Tapi sebenarnya, kalau rumah tangga kita itu baik maka itulah tempat wisata terbaik. Tidak perlu healang-healing ke jauh-jauh tempat. Semboyan baiti jannati (rumahku surgaku) bukanlah suatu isapan jempol. Bayangkan, dan itulah surga dunia. Istri atau suami yang menjalankan kewajibannya masing-masing, maka Allah akan memanbahkan mawaddah warrahmah (saling kasih sayang). Anak yang berbakti kepada orang tua merupakan qurrata ain (enak dipandang). Semua kewajiban dilaksanakan dengan baik. Sejuk rasanya.
Percuma healing ke Eropa, ke Amerika, ke Australia kalau tiba-tiba nyampek rumah kemudian cekcok sama anggota keluarga. KDRT, pekerjaan berjibun. Berdzikir akan menenangkan hati, keluarga bersama-sama berdzikir kepada Allah SWT. Itu semua akan terwujud tergantung dari kepala keluarga dan ibu. InsyaAllah, dengan usaha yang luar biasa rumah itu akan menjadi surga (baiti jannati).

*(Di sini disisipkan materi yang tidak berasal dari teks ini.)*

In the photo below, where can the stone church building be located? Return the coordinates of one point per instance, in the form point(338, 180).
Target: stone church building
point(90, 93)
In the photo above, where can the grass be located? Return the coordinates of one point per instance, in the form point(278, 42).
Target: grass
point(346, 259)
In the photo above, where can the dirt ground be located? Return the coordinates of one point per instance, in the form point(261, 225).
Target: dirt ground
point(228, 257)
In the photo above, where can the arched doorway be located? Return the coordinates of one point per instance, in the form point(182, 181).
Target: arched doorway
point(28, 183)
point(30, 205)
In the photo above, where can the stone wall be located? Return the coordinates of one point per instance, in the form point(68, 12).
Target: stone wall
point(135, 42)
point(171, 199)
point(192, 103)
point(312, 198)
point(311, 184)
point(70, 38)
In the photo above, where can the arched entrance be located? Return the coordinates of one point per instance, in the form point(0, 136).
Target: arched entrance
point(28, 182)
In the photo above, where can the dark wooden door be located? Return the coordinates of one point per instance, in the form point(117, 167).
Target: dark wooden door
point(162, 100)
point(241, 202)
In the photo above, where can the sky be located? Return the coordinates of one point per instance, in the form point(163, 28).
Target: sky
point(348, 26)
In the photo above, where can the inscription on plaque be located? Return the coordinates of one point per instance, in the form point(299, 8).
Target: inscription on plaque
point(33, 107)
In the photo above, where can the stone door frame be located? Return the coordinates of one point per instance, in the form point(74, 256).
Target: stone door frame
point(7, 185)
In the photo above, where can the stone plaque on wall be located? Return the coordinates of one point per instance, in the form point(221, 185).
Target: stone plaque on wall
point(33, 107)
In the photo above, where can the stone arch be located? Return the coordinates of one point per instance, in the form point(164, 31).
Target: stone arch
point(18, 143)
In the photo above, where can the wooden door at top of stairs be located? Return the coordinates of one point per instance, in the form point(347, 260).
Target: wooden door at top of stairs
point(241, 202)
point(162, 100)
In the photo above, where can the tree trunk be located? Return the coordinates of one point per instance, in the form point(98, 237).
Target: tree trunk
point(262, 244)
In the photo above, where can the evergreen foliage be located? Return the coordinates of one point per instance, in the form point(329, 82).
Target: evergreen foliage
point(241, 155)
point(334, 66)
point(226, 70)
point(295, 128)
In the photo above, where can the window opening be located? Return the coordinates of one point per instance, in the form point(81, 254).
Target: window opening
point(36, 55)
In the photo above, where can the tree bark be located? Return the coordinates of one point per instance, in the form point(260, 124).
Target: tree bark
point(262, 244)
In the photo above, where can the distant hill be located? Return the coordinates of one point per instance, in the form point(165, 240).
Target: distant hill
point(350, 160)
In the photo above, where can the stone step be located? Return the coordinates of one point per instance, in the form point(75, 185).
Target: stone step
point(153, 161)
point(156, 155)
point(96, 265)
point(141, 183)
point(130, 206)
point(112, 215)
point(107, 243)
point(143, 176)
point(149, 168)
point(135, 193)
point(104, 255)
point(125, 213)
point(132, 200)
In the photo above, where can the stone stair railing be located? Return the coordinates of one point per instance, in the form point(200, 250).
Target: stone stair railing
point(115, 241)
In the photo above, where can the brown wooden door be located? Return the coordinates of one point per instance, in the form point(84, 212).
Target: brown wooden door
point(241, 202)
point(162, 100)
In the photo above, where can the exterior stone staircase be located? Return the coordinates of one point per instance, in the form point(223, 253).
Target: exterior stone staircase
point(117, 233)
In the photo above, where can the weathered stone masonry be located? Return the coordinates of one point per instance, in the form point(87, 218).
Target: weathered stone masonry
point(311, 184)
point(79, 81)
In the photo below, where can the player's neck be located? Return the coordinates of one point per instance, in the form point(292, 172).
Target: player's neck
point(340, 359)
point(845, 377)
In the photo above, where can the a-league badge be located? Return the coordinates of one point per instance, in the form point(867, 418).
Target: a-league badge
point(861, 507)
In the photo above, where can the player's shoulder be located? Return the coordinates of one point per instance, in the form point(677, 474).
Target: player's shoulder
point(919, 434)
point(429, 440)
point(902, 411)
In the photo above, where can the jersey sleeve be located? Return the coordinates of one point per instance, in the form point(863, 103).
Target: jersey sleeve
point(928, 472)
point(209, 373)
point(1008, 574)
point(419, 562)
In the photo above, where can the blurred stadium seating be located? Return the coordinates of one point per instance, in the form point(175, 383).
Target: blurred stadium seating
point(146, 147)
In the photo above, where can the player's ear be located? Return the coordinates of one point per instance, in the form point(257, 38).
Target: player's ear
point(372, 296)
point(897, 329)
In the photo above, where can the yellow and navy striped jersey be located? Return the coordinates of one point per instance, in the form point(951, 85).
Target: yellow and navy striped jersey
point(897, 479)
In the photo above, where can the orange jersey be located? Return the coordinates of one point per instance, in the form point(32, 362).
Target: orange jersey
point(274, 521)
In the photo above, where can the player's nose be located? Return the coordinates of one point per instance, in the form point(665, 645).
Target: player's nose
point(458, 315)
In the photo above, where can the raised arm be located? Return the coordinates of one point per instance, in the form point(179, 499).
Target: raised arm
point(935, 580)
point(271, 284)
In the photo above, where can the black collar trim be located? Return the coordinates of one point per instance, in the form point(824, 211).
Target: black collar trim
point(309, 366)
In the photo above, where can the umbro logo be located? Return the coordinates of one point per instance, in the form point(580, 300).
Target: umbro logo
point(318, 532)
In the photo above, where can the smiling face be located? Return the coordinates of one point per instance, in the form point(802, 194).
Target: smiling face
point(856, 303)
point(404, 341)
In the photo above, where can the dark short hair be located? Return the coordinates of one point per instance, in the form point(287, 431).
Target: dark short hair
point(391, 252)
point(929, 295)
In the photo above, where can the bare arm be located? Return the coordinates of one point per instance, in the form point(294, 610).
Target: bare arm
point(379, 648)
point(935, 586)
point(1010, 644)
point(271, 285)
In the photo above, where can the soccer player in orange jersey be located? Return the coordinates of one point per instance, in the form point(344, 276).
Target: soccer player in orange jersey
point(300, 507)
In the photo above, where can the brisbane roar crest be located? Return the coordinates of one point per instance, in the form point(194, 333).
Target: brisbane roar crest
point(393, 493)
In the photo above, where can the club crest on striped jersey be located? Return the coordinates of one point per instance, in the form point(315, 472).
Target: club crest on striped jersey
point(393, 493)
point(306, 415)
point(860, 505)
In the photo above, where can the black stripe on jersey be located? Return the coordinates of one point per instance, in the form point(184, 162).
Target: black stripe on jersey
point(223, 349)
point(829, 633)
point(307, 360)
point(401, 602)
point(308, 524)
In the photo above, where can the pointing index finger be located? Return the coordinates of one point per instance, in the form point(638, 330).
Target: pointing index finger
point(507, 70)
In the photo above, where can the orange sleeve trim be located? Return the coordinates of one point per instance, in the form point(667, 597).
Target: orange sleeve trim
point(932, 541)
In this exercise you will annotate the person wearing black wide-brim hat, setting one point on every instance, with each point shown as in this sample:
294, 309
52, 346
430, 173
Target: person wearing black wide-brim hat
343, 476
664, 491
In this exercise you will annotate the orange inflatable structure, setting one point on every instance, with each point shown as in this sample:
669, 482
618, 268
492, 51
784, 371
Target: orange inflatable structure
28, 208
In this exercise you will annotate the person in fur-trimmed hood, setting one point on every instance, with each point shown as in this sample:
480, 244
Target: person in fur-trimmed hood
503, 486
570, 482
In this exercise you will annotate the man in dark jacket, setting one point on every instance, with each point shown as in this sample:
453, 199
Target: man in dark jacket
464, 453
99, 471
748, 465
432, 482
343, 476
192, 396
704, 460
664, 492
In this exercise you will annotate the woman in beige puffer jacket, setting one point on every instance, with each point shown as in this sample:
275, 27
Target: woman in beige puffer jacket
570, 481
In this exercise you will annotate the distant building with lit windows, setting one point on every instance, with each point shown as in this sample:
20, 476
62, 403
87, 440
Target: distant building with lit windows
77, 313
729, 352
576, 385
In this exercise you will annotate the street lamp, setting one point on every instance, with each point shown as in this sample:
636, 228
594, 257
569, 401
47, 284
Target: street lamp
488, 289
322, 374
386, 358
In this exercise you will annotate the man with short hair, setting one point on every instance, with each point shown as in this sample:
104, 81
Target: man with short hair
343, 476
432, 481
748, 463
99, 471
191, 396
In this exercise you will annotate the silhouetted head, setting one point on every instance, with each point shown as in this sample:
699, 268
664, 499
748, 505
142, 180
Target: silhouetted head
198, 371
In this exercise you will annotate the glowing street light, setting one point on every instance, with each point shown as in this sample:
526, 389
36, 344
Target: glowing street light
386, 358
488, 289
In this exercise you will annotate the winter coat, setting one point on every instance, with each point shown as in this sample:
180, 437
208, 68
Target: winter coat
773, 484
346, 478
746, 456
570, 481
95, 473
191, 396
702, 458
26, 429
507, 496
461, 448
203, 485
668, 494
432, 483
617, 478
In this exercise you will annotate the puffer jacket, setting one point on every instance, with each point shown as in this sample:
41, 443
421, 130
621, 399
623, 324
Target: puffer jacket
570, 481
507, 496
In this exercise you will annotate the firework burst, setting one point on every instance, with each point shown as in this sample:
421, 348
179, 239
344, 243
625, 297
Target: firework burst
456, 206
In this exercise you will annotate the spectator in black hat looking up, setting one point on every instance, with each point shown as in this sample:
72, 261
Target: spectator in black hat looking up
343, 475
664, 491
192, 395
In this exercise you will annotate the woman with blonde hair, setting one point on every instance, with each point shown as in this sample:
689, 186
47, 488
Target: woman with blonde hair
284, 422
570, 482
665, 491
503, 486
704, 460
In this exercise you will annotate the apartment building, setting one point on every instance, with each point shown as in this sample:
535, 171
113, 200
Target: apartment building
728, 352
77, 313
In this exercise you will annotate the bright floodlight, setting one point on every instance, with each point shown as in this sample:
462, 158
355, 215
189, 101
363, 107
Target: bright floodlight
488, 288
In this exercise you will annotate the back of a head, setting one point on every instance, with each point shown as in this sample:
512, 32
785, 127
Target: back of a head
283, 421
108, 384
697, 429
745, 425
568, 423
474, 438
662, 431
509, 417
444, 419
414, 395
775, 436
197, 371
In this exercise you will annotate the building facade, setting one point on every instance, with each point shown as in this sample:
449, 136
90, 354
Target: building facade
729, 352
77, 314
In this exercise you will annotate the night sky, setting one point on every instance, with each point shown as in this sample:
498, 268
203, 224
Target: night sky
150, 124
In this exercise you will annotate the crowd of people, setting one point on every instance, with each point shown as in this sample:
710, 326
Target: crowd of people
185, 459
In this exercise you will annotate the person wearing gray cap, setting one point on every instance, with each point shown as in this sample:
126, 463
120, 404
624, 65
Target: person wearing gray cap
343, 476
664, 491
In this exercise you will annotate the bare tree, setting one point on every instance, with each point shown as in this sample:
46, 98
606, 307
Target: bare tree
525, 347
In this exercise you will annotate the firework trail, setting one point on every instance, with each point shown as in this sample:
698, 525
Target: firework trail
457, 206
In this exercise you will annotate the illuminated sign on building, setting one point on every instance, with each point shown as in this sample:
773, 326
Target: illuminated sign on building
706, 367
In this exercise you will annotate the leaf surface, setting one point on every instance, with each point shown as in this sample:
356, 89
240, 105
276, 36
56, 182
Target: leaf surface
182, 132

Waktu bukan melulu bagaimana harus mengisinya, tetapi hati orang yang bersih tentu akan berbeda dalam memanfaatkannya. Mereka yang memiliki prioritas keuangan, tentu waktu dihabiskan untuk yang demikian. Mereka yang konsen dalam dunia pendidikan, tentu akan dihabisi untuk mengatasi masalah pendidikan. Pun demikian, dalam hidup orang hedonis, ia akan terus menerus bersenang-senang.
Pada akhirnya, bukan tempat yang dituju, bukan tempat wisata di mana harus berlabuh. Tetapi, bagaimana kehidupan waktu hariannya dipenuhi dengan hal yang membahagiakan atau tidak. Jauh-jauh keuangan menjadi habis hanya bersenang-senang sesaat. Kan lebih baik hati dipenuhi dengan memberi kepada sesama, kepada mereka yang sangat membutuhkan.
Makanan, shoping, atau healing tidak akan mampu mengubah hati yang kalut dalam arti maknawi. Meski bisa, itu pun hanya sesaat yang nantinya akan datang kekalutan lagi. Hal ini hanya akan dipenuhi dengan hati yang lapang, tidak terlalu memikirkan ucapan orang tetapi berusaha sekuat tenanga memaksimalkan segenap upaya. Boleh saja berlibur, tetapi jangan lupa surga sesungguhnya ada di dalam hati yang tenang dan bersih.
Semua mungkin setuju atau tidak. Namun kabahagiaan adalah suatu kebutuhan yang tak bisa ditawar-tawar. Tidak dengan hanya berlibur, tetapi menghibur hati yang kalut dengan berdzikir, dan mendekatkan diri kepada Allah SWT. Allah pemilik segala keindahan di dunia ini.